The pressure to reduce payment error rates is up, while application volume and the workforce administering benefits remain unchanged.

In my work with state eligibility leaders, I do not hear requests for fewer responsibilities. I hear requests for tools that match the demands of the job.

A non-zero-sum approach

Speed and accuracy have been treated as opposing forces in benefits administration because the technology to simultaneously improve both did not exist until now.

The model is changing: sort at the front door. Most applicants move through fast, because most people are genuine. The small share whose self-disclosure runs the risk of being inaccurate or incomplete gets the deeper review by a caseworker. Verification effort is focused only where the risk of errors or misrepresentation is concentrated.

Clearspeed CEO, Alex Martin, made a related case in a recent piece about the GAO improper payments report. The shorthand is "clear the hay." Most of the applicant population is hay that clears quickly. The cases that need attention contain the “needles” that get found in the small share that remains.

Clearspeed uses an applicant's yes/no voice responses to preset eligibility questions and produces a real-time, unbiased risk signal for caseworkers. No personally identifiable information is used, and caseworkers see the signal before they commit time to digging deeper. Low-risk applicants clear faster, while high-risk cases get the review they actually need.

This is a new model that respects the people the program is built to serve.
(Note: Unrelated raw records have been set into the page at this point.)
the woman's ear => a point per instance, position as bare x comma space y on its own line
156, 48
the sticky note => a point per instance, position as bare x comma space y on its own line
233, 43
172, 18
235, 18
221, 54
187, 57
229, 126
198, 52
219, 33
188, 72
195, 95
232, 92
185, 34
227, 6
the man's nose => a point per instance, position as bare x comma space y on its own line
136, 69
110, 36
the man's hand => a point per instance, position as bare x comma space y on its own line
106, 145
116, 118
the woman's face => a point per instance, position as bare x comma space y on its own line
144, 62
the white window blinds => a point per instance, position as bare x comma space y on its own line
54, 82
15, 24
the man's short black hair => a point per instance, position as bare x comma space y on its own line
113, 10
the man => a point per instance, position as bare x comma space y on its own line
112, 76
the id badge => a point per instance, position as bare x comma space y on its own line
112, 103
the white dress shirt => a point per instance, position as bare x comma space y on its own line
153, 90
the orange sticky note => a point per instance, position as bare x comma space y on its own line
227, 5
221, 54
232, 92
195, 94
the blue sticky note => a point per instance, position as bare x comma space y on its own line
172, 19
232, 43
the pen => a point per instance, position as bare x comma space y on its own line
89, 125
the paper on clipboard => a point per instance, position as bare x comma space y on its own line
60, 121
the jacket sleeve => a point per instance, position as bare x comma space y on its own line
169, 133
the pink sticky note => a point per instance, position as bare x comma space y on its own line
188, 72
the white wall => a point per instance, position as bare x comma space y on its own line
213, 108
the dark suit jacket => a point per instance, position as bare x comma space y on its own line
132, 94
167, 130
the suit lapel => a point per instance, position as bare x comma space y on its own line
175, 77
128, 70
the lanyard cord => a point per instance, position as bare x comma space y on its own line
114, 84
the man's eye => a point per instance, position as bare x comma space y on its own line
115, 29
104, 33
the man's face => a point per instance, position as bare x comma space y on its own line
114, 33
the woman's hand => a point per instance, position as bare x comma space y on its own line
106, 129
Stewardship by putting trust at the front

Asking eligible families to navigate red tape designed for the small share of bad actors made sense when there was no better way to sort. But now there is.

Leading with trust is a disciplined approach: it acknowledges that most people seeking assistance accurately present their circumstances.

This approach is non-zero-sum. Eligible families get faster access to the help they need, caseworkers focus their time more effectively, and states protect their budgets. Taxpayers see public dollars deployed properly, and the programs remain credible to the people who depend on them and the people who fund them.

The genuine majority is waiting. The technology to build the system they deserve finally exists.